Updated: Jan 30, 2019

I have heard of primary care doctors retiring with an eight-figure net worth (heck, we have all heard of secretaries retiring with an eight-figure net worth) so it certainly can be done. This is not the norm, but there is no reason PCPs can't achieve financial independence.

1. Go to inexpensive schools. Going to your state medical school and graduating with low or no debt lets you hit the ground running. This is especially true if the alternative is a foreign medical school paid for with private loans. At a certain level of debt, not only will it be difficult to get ahead as a PCP, you may not even be able to break even.
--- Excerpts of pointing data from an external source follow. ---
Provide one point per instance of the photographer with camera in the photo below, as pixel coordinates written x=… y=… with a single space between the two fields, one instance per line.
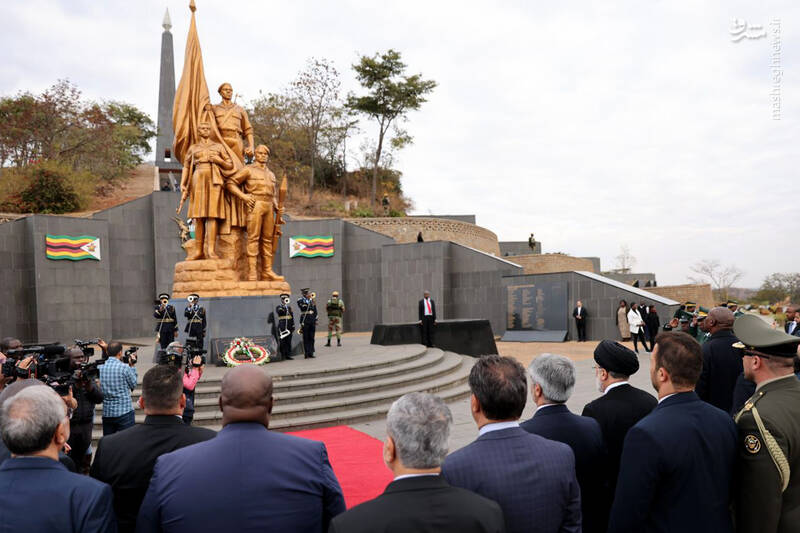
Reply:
x=118 y=378
x=191 y=375
x=87 y=393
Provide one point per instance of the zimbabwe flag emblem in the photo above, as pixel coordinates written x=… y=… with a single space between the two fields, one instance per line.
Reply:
x=311 y=246
x=72 y=248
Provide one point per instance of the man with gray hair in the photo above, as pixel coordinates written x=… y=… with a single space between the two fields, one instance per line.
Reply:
x=552 y=382
x=39 y=494
x=419 y=498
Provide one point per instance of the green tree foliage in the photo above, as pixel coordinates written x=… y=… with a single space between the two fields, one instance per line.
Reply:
x=99 y=142
x=391 y=95
x=778 y=287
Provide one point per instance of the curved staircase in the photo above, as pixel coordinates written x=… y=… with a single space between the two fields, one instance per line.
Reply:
x=339 y=387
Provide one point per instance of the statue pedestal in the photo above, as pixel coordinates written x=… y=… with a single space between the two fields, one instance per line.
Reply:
x=218 y=278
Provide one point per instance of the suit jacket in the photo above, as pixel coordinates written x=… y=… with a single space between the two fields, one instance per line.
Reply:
x=617 y=411
x=722 y=364
x=247 y=478
x=422 y=504
x=422 y=308
x=532 y=478
x=677 y=470
x=125 y=460
x=584 y=436
x=40 y=494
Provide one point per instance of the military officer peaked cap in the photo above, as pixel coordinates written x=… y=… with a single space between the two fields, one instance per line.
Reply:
x=756 y=337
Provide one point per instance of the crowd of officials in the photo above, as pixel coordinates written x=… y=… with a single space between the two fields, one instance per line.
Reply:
x=632 y=462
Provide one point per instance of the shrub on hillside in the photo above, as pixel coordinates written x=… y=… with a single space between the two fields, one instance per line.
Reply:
x=45 y=187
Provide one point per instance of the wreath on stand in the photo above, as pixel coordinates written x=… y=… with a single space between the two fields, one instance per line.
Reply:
x=243 y=351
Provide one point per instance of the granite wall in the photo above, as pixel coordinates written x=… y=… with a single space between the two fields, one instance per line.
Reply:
x=600 y=296
x=17 y=278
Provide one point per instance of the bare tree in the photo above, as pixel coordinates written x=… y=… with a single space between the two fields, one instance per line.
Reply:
x=316 y=89
x=625 y=261
x=721 y=277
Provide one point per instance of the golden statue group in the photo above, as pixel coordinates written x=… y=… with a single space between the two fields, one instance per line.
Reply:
x=226 y=196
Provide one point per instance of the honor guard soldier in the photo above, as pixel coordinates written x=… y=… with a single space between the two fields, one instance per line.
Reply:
x=335 y=309
x=196 y=325
x=768 y=467
x=285 y=326
x=308 y=321
x=166 y=321
x=733 y=305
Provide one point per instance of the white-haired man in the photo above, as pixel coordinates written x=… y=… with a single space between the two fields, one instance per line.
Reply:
x=39 y=494
x=419 y=498
x=552 y=382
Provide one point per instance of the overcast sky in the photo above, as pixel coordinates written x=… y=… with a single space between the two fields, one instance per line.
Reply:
x=592 y=125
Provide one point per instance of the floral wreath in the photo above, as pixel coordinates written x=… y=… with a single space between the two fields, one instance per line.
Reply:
x=243 y=351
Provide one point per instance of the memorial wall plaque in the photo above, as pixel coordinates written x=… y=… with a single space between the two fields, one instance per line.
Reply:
x=542 y=306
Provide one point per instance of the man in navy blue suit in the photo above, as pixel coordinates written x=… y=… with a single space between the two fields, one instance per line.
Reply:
x=532 y=478
x=677 y=462
x=552 y=382
x=247 y=478
x=39 y=494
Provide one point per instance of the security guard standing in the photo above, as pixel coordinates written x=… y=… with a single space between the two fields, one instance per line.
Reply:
x=196 y=325
x=768 y=467
x=166 y=321
x=335 y=310
x=308 y=321
x=285 y=326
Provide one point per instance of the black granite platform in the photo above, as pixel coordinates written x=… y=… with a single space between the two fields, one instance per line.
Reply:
x=466 y=337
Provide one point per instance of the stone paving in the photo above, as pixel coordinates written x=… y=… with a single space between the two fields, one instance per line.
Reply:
x=464 y=431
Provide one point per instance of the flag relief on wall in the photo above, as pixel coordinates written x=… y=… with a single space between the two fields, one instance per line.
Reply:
x=72 y=248
x=311 y=246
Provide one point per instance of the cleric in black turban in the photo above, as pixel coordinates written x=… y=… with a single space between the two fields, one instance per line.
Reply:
x=616 y=358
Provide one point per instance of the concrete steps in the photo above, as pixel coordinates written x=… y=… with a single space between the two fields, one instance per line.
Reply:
x=344 y=391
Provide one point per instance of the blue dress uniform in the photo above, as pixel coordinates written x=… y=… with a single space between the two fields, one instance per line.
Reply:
x=166 y=321
x=768 y=468
x=308 y=321
x=196 y=320
x=285 y=326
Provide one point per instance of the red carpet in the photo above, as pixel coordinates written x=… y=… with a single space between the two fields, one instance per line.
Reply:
x=357 y=460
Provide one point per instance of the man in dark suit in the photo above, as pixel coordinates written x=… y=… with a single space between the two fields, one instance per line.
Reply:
x=552 y=382
x=722 y=363
x=125 y=460
x=419 y=499
x=260 y=479
x=427 y=318
x=39 y=494
x=532 y=478
x=621 y=406
x=579 y=314
x=677 y=463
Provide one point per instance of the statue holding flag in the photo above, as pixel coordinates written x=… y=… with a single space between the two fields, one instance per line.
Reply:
x=225 y=196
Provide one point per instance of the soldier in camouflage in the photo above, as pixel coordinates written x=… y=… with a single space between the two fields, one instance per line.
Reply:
x=335 y=309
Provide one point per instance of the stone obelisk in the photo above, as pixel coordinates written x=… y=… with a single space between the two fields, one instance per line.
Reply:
x=169 y=170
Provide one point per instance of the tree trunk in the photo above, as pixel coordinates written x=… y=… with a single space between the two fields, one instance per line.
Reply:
x=375 y=172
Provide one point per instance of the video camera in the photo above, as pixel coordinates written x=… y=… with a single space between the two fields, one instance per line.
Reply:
x=47 y=363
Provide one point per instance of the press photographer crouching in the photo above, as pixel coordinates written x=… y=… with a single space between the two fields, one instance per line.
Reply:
x=87 y=393
x=118 y=378
x=194 y=356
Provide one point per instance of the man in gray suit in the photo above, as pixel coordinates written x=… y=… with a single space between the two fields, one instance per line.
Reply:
x=532 y=478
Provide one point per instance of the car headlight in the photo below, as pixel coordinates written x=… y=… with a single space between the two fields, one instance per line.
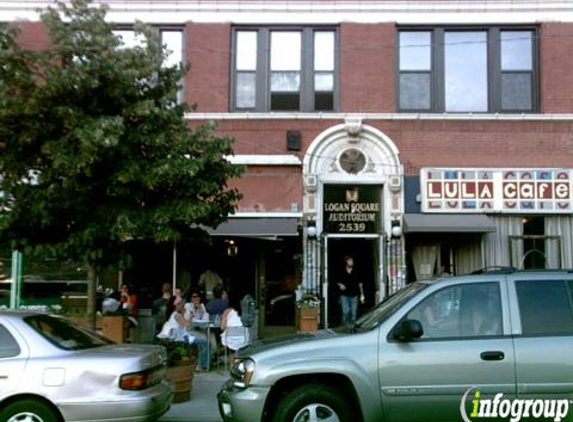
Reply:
x=242 y=372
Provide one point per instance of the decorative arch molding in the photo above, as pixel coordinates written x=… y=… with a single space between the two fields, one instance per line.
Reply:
x=322 y=159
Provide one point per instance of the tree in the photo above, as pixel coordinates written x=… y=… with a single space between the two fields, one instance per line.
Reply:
x=94 y=147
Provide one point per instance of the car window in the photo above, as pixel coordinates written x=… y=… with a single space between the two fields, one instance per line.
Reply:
x=388 y=306
x=8 y=345
x=467 y=310
x=64 y=334
x=545 y=306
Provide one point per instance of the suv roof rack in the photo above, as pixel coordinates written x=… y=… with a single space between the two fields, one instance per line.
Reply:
x=495 y=270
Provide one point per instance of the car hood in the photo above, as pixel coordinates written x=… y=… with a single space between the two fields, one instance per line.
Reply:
x=259 y=346
x=148 y=355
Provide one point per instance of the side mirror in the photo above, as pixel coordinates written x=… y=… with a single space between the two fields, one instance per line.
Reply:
x=408 y=330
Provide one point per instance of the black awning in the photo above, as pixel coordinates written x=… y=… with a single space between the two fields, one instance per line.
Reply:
x=448 y=223
x=258 y=227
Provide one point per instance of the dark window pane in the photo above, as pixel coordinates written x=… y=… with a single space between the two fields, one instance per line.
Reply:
x=285 y=81
x=415 y=50
x=245 y=90
x=324 y=101
x=544 y=307
x=516 y=91
x=516 y=50
x=415 y=91
x=285 y=101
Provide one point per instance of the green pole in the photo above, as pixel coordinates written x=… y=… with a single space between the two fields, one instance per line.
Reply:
x=16 y=279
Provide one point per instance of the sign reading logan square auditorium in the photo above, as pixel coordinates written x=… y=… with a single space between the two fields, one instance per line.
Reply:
x=497 y=190
x=351 y=209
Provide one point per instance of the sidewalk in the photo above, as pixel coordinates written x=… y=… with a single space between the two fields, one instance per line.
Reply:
x=203 y=404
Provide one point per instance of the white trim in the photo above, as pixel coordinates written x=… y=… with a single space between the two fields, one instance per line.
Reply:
x=317 y=12
x=266 y=214
x=381 y=116
x=266 y=159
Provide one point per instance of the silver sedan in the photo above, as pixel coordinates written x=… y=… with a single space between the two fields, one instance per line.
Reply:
x=52 y=370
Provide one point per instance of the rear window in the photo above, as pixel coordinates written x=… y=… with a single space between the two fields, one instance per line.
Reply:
x=545 y=307
x=8 y=345
x=64 y=334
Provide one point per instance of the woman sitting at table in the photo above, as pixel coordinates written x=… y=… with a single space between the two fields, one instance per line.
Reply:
x=198 y=316
x=177 y=328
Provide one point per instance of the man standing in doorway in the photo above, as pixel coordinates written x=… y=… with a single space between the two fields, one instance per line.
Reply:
x=350 y=287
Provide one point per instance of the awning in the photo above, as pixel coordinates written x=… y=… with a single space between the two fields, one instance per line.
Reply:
x=449 y=223
x=257 y=227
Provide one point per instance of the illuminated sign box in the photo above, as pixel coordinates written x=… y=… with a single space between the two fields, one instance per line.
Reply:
x=539 y=191
x=349 y=209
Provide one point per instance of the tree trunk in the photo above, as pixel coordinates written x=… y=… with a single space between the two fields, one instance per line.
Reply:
x=92 y=293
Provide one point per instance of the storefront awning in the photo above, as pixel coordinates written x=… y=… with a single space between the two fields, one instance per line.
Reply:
x=257 y=227
x=448 y=223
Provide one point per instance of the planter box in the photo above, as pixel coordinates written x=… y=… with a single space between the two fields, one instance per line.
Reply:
x=181 y=374
x=308 y=319
x=115 y=327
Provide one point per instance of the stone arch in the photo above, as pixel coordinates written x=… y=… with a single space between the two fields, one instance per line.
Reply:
x=382 y=155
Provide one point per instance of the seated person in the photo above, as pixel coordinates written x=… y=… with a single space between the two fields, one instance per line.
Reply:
x=177 y=328
x=220 y=302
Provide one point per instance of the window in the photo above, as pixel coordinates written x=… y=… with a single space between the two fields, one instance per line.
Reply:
x=284 y=70
x=545 y=307
x=8 y=346
x=478 y=70
x=469 y=310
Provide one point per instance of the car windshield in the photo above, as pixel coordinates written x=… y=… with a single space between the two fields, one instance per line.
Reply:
x=388 y=306
x=64 y=334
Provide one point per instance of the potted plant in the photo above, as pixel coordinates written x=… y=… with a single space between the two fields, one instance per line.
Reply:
x=181 y=358
x=308 y=313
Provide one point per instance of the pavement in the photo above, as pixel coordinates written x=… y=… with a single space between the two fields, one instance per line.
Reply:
x=203 y=404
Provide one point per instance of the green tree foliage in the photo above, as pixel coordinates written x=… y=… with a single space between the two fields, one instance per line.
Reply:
x=94 y=148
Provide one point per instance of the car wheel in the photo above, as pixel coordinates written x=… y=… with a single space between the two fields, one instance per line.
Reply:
x=27 y=411
x=315 y=402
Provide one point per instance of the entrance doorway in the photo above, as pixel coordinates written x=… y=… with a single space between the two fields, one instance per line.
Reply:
x=366 y=254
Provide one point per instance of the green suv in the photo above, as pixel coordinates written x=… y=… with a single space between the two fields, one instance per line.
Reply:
x=498 y=344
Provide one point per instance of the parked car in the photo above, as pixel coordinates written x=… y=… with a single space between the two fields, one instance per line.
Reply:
x=432 y=352
x=52 y=370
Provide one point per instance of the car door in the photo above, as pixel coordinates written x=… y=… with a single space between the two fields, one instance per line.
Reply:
x=11 y=362
x=544 y=338
x=466 y=347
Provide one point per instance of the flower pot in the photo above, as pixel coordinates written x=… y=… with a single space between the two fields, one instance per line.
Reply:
x=180 y=372
x=115 y=327
x=307 y=319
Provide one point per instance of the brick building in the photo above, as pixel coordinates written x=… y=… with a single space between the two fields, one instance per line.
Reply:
x=419 y=136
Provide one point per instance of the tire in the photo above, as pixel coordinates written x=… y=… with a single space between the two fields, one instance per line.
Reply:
x=27 y=411
x=316 y=403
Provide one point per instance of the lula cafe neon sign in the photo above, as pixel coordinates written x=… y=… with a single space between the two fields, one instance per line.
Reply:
x=497 y=190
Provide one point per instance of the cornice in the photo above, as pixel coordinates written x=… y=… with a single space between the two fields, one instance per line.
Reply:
x=327 y=11
x=565 y=117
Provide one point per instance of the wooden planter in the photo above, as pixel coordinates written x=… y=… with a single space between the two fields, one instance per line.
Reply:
x=115 y=327
x=308 y=319
x=181 y=374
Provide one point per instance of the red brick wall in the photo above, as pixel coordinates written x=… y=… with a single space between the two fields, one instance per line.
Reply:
x=208 y=49
x=33 y=35
x=556 y=45
x=367 y=68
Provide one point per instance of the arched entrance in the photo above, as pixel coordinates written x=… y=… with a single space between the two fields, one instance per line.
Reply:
x=353 y=203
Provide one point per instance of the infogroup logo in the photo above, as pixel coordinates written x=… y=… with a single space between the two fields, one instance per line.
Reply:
x=512 y=409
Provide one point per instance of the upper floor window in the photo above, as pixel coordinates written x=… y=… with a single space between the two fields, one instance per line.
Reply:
x=284 y=70
x=478 y=70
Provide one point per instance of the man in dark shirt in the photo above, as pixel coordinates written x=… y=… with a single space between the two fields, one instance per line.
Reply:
x=350 y=288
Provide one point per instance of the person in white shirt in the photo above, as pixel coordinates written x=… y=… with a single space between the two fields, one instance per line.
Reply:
x=177 y=328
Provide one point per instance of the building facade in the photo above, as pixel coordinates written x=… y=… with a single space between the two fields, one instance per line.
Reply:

2. Take advantage of the additional loan repayment programs available to you. Some loan forgiveness programs are primary-care-specific (NHSC scholarships, many state programs) and some have a much greater demand for PCPs because of the populations they serve (Indian Health Service, many more state programs).

3. Go into private practice. This pains me to say, as I have so much respect for academic docs and teachers, but from a strictly financial perspective private practice is the way to go. Negotiate your job contract wisely and maximize your income.

4. Live somewhere cheap. I don't know how a family doc in the Bay Area or Manhattan makes ends meet.

5. Define "rich" for yourself. You may not be able to afford the lifestyle of your classmate who became a Mohs surgeon (and maybe she can't either). But you can certainly have a home, meet all your needs and some of your wants, and retire comfortably. Happiness is not having what you want, it's wanting what you have.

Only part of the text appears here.